La grosse corbeille de dollars que vont s’apprêter les plus gros pollueurs de remplir n’est qu’illusion, ou galéjade, puisque la politique « pollueur-payeur » absout les coupables, si elle ne les encourage pas à polluer plus librement.

L’explication est aussi simple que banale : Où vont-ils trouver tous ces dollars à mettre dans la corbeille si ce n’est dans l’augmentation de leur production ? Et qui dit production dit destruction de l’environnement, c’est un postulat en cercle fermé, exactement à l’inverse du cycle de l’eau…

En France (pour ne citer qu’elle, c’est elle qu’on voit, à cause de son sommet extraordinaire de 2015, qui avait suscité tous les espoirs du monde) l’on avait essayé, dernièrement, de parler d’économie et d’écologie comme si ces deux contraires étaient compatibles et conciliables, fuite en avant ou politique de l’autruche, c’est à déterminer, tellement c’était aberrant.

Dans cet abrutissement général des hommes, la France est, à sa décharge, l’un des mauvais élèves. Son déficit la sert bien, contrairement à tous ceux qui se vantent de la croissance et de la santé de leur économie.

En Guinée, l’on se targue de planter16000 hectares d’arbres inutiles à croissance rapide pour signer des contrats miniers tous azimuts. L’on détruit la nature d’un coup et l’on lui demande de se réparer rapidement. Mais le fait-on avec conscience et contrition ou le fait-on à cause du fonds verts en vue ? La question reste posée. L’hypocrisie est mondiale, comme on va le voir.

En effet, A l’ONU, à partir de ce lundi, on va ressasser sur le climat, mais on va parler aussi plus sérieusement de la guerre dans le Golfe et du pétrole or. Ce que le pétrole cause comme dégât est bien connu, mais ce que tout le monde fait semblant d’ignorer, ce sont les méfaits et les effets incommensurables de la guerre.

Les spécialistes doivent déterminer ce qu’un bombardement causé par un obus simple, ce qu’un missile nucléaire peut occasionner sur la terre ; ce que la destruction d’un bâtiment, d’un sous-marin occasionne dans les océans, ce qu’un avion abattu en plein vol provoque dans les airs ? Quelle quantité de chaleur se dégage du tir d’une seule balle de pistolet ?

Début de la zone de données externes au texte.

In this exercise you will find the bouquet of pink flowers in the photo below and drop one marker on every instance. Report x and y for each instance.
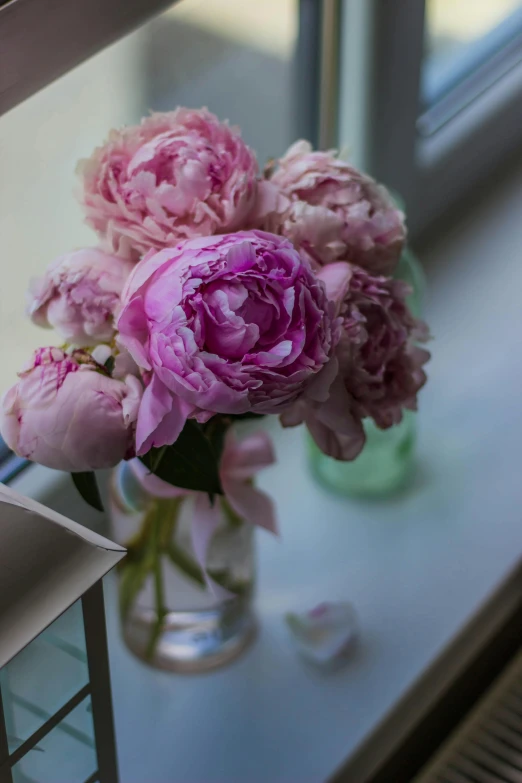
(215, 293)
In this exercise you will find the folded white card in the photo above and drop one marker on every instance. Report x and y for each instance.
(47, 562)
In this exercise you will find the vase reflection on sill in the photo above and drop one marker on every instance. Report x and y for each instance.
(387, 461)
(170, 619)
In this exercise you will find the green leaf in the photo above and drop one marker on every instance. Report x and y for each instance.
(86, 485)
(190, 463)
(215, 430)
(247, 415)
(132, 580)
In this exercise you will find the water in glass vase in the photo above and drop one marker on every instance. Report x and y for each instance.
(169, 616)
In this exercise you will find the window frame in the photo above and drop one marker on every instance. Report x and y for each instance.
(434, 173)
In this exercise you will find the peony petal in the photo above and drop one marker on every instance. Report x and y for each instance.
(326, 633)
(161, 417)
(250, 503)
(336, 278)
(241, 460)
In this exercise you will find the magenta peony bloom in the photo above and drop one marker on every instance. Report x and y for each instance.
(380, 365)
(178, 175)
(65, 413)
(225, 324)
(79, 296)
(331, 211)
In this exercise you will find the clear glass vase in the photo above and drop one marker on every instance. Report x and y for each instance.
(387, 460)
(169, 617)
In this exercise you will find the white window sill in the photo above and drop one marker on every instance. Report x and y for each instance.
(418, 568)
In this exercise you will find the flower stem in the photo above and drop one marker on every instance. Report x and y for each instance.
(159, 592)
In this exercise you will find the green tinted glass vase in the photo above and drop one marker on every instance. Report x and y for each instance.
(387, 460)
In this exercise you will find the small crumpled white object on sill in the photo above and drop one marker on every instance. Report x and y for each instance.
(325, 634)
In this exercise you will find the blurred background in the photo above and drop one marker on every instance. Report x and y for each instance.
(279, 68)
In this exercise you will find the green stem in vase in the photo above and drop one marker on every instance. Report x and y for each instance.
(159, 592)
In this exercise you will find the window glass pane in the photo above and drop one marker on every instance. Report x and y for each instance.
(44, 676)
(66, 755)
(461, 36)
(233, 56)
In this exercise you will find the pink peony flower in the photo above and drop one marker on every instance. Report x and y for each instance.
(178, 175)
(65, 413)
(380, 365)
(331, 211)
(225, 324)
(79, 296)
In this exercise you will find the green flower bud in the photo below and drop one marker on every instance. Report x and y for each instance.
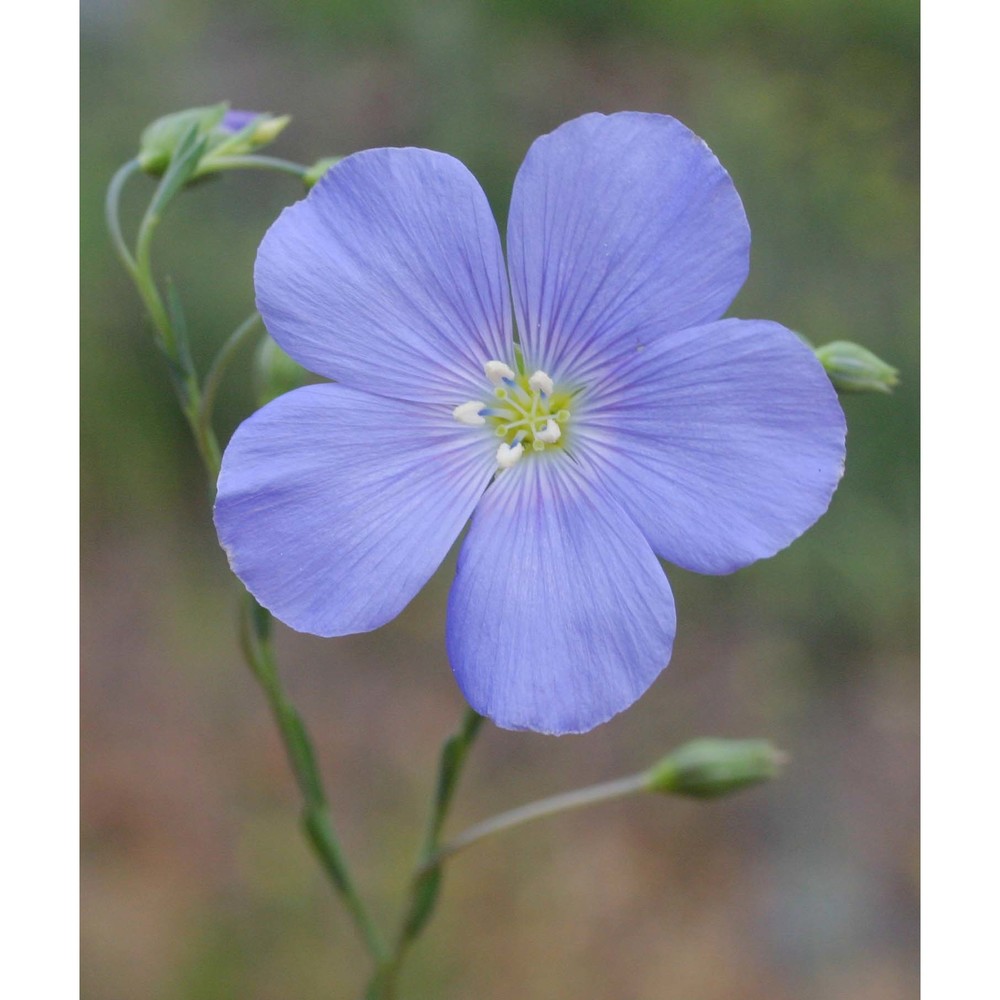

Les guerres et les essais nucléaires, si l’on pouvait en mettre fin, l’échéance de 2050 serait probablement tenable à 5 degrés de plus, parce que nul n’est censé et sensé ignorer que les produits irradiants contenus dans une bombe ou dans un missile nucléaire se volatilisent dans l’air, se combinent et se mélangent avec les vapeurs d’eau d’évaporation pour redescendre sous forme de pluies acides nocives pour les micro-organismes sensibles et pour les forêts. Les effets sur les humains, il faut peu s’en soucier avec l’apparition de nouvelles maladies ou la résistance des microbes et virus aux médicaments car rien n’est plus vivace et coriace que les mauvaises espèces comme les punaises, les rats, les moustiques, les mauvaises herbes et surtout les humains. La preuve, malgré les pluies diluviennes de cette année, à Conakry, ils ne pullulent pas des bestioles qu’on voyait avant, comme les escargots, les éphémères, les lombrics… Il faut s’attendre d’entendre que les champignons se raréfient dans les forêts d’Europe. L’adieu aux truffes, n’est plus pour longtemps.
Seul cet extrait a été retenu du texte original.